Ayat ini berbicara tentang orang-orang munafik yang menggunakan tabir nifak. Tetapi akhirnya tabir nifak tersebut terkoyak. Dan kesudahan orang-orang munafik itu adalah kehinaan.

Di sini orang munafik diserupakan dengan manusia yang tersesat sendirian di padang pasir. Dia berusaha menemukan jalan untuk menyelamatkan dirinya dengan menyalakan api. Tetapi usahanya itu tidak berguna, sehingga ia tetap dalam kebingungan.

Syarah dan tafsir
Terdapat dua penafsiran atas ayat tersebut.

Penafsiran pertama: Perumpamaan orang-orang munafik seperti orang-orang yang tersesat di padang sahara yang gelap dan menakutkan. Asumsikanlah bahwa seorang musafir tertinggal sendirian dari robongannya di tengah-tengah padang pasir yang gelap. Dia tidak memiliki lampu, cahaya dan penunjuk jalan. Dia juga tidak tahu jalan dan tidak memiliki bushlah. Dari satu sisi dia merasa khwatir terhadap para penyamun dan binatang-binatang buas.

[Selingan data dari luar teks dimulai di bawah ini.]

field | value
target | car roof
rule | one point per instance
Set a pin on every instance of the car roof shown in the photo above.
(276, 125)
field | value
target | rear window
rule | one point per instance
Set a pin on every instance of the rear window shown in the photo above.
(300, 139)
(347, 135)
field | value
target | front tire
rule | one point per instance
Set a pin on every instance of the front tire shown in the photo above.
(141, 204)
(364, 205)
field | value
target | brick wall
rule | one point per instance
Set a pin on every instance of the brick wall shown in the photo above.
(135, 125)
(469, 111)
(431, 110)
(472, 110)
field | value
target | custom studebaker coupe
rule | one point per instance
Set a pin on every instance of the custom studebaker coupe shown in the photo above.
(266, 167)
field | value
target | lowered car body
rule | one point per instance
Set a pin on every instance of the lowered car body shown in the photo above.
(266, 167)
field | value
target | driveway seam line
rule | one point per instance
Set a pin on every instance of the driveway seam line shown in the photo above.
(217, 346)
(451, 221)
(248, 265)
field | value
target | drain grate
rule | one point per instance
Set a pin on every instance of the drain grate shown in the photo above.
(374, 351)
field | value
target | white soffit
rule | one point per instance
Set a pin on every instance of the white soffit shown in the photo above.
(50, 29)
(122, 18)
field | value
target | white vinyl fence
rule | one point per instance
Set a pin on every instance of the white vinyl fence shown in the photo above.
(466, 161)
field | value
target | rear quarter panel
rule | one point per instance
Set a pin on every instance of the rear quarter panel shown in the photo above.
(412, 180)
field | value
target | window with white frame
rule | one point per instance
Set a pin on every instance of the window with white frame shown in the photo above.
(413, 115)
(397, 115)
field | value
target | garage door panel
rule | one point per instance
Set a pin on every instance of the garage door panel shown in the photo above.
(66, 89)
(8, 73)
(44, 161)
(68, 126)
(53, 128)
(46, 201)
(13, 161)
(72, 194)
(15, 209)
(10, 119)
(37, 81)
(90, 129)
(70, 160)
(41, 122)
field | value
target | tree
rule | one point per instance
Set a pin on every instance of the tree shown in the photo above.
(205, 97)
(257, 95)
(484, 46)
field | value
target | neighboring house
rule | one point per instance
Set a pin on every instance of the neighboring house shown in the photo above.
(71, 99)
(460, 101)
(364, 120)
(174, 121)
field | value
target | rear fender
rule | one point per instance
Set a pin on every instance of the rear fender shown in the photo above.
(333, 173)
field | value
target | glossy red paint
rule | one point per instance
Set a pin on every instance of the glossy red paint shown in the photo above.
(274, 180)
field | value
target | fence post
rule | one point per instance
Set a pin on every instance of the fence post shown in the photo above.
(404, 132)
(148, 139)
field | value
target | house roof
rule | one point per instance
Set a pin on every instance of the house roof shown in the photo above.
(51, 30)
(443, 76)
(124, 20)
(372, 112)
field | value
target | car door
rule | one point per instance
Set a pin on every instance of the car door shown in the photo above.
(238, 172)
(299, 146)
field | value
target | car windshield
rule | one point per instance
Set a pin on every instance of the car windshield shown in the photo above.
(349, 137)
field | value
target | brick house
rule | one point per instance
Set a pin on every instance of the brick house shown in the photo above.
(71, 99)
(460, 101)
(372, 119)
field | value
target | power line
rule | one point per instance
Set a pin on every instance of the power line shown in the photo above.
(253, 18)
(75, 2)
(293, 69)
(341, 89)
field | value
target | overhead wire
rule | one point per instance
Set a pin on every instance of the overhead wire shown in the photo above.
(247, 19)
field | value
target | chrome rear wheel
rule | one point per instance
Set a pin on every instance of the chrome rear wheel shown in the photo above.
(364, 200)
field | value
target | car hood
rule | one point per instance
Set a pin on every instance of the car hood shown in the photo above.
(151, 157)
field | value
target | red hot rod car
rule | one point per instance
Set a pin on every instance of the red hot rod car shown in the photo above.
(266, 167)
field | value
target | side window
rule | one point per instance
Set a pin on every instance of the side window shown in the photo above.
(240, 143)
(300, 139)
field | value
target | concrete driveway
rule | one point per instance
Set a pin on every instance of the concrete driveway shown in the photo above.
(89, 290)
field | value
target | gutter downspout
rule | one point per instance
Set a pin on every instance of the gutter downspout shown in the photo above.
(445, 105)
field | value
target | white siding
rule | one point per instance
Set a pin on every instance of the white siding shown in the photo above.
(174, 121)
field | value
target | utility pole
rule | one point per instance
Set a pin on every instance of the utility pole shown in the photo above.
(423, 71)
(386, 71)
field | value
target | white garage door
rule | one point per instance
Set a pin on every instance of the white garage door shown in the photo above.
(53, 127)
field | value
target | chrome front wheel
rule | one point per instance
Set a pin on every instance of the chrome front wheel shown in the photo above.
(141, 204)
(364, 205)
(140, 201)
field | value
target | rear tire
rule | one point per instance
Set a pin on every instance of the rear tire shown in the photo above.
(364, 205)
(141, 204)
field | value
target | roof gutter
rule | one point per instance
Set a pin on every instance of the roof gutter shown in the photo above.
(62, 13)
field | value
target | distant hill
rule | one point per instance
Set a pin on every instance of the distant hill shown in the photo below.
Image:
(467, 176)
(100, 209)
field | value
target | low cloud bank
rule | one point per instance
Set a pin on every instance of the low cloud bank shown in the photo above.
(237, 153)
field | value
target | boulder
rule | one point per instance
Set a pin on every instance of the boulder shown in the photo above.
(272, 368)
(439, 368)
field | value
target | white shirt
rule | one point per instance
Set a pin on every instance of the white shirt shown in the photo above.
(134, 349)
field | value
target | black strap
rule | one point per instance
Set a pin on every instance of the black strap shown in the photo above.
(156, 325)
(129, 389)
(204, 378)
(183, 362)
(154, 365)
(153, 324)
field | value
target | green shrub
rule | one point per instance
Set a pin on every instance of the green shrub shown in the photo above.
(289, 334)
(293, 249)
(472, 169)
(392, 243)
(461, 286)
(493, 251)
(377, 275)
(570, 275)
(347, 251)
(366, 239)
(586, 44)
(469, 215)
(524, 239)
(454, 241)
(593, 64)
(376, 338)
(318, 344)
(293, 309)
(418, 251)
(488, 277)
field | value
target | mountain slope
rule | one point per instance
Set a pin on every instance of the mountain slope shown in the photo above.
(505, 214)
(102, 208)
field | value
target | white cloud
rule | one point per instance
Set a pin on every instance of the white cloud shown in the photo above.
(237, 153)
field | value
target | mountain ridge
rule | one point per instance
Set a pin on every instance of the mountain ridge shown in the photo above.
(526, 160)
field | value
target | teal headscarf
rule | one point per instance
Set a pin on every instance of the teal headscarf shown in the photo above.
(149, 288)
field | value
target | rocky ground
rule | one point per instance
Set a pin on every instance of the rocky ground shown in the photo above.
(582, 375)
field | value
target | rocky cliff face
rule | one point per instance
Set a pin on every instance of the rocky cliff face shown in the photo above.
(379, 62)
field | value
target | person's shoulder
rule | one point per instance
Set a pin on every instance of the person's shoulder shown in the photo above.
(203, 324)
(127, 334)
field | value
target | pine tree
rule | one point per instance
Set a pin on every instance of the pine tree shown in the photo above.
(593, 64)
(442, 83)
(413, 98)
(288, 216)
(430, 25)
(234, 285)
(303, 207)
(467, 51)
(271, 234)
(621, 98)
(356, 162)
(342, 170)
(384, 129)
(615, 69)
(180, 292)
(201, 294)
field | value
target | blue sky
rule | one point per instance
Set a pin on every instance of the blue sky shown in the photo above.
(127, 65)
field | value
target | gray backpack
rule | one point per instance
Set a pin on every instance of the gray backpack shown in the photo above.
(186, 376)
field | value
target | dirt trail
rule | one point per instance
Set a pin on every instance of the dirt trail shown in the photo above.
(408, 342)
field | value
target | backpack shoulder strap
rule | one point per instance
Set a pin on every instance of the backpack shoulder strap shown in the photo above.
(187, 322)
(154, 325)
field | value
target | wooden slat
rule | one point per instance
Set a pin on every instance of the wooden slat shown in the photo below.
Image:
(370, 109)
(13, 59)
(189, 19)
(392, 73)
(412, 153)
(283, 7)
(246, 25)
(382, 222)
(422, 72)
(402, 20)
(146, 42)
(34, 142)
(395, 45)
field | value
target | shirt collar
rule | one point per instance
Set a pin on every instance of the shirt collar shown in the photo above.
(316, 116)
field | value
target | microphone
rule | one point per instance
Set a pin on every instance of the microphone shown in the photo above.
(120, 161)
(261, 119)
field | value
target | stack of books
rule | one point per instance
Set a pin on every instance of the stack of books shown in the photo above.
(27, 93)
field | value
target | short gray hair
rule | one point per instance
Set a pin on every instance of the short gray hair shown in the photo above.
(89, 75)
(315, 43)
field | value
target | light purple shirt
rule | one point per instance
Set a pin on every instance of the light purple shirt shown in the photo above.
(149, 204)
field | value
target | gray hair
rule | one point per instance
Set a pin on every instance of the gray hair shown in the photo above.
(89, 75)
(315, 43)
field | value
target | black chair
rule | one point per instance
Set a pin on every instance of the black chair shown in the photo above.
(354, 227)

Dari sisi lain iapun merasa khawatir akan mati akibat lapar dan dahaga. Kondisi ini mendorongnya untuk berpikir serius untuk mencari jalan dan berusaha semaksimal mungkin untuk dapat selamat dari bahaya yang dihadapinya. Setelah melakukan berbagai usaha, dia menemukan kayu bakar. Disulutlah kayu tersebut kemudian ia bawa untuk menerangi jalannya. Tetapi angin yang kencang memadamkan cahaya kayu tersebut. Kemudian ia segera mencari kayu lainnya agar dapat meneranginya, tetapi usahanya itu sia-sia, bahkan malah menambah jauh penyimpangan dan ketersesatannya dari jalan. 

Sesungguhnya orang-orang munafik seperti musafir ini telah tersesat jalan. Mereka berada dalam kegelapan dalam hidup yang penuh cahaya ini. Mereka tertinggal dari kafilah kemanusiaan dan iman, dan tidak menemukan penunjuk jalan. Karena Allah Swt telah memadamkan cahaya hidayah dari hati mereka dan membiarkan mereka dalam kegelapan.

Orang-orang munafik mempunyai dua wajah. Wajah lahir mereka muslim, tetapi bagian dalamnya kafir. Bagian lahirnya benar, tetapi batinnya dusta. Bagian lahirnya ikhlas, tetapi batinnya ria. Bagian lahirnya jujur, tetapi batinnya pengkhianat. Bagian lahirnya bersahabat, tetapi batinnya memusuhi. Mereka sengaja membuat lahiriahnya tipuan yang menerangi. Mereka sengaja menampakkan ke-Islaman-nya agar dapat mengambil keuntungan dari kejayaan Islam. Hewan sembelihan mereka halal, kehormatan mereka terpelihara, harta benda mereka terjaga dan dapat menikah dengan kaum muslimin. Mereka dapat menikmati materi duniawi yangsedikit yang mereka peroleh berkat cahaya api yang mereka sulut. Hanya saja cahaya tersebut menjadi padam setelah kematian mereka (Allah mamadamkan cahaya yang menerangi mereka). Ketika itu Allah Swt membiarkan mereka dalam kegelapan alam kubur, alam barzakh dan pada hari kiamat. Pada saat itulah mereka mengerti bahwa ke-Islaman lahiriah mereka dan keimanan mereka yang ria tidak ada gunanya sama sekali. 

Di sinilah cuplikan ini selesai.